Homework (while not required, I may ask to see your work outside the exercises from time to time. Practice and constant thinking about animation will make you a better animator!)
1. Timing exercises from your daily life: Time:
2. Drawing practices for professional animators:
--2. clean up and
3. Drawing practice
--3. wavy lines
4. Drawing the four basic forms of art in motion while maintaining the volume.
5. Character design of your choice. It must be simple in design, not complicated.
6. “Eye Story” storyboard of your original story about two pairs of eyes interacting.
7. Film study: Chuck Jones: “Extremes and In-betweens”.”The Dot and the Line”.
Grading is optional for this On Line Course.
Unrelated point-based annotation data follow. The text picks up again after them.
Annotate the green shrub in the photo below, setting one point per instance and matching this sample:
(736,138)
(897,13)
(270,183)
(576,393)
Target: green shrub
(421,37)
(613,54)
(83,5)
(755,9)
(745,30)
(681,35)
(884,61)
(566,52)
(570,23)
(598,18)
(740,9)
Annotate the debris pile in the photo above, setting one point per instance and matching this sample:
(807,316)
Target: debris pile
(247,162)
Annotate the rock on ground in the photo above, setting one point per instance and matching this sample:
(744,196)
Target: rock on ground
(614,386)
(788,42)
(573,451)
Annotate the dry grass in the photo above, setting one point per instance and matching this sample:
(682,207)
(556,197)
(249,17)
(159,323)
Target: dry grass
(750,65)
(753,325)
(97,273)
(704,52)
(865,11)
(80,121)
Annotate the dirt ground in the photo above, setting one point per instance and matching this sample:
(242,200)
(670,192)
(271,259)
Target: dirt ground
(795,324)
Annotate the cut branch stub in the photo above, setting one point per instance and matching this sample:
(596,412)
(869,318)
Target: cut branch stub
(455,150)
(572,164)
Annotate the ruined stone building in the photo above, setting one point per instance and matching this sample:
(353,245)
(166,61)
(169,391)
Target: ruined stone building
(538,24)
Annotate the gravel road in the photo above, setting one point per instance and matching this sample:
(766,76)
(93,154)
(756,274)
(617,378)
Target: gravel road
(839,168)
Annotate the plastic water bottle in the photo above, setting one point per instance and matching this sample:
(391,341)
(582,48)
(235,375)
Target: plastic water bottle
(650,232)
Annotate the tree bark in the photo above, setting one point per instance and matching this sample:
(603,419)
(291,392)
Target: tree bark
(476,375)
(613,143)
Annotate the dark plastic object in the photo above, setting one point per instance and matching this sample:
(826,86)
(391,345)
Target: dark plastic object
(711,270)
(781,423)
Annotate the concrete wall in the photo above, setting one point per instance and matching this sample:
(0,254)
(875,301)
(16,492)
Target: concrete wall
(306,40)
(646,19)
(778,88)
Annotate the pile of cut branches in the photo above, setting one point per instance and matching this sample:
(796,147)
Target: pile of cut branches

Most "classroom" interactions will be over email and occasional phone
calls and screen-share sessions as needed. Your enthusiasm, timely submission of exercises, and
curiosity about the process and your progress counts more than anything!
If you want grades, I will give them.
Roughly, I'm judging your participation by the following: Attendance/timeliness in responses: 25%; "Classroom" participation/engagement: 25%; Homework (or evidence of having done homework): 25%; Submitted exercises: 50%. Yes, that adds up to more than 100%. I'm not a mathematician.
Totals: Appropriate progress or percentage near the top=A, less enthusiastic progress or participation=a lower grade. We will be talking throughout the class and know where we stand at all times.
Books you should be familiar with:
1. Animation 1 by Preston Blair. This is a famous book for students of animation drawing.
2. Timing For Animation by John Halas. Focal Press, 2nd edition.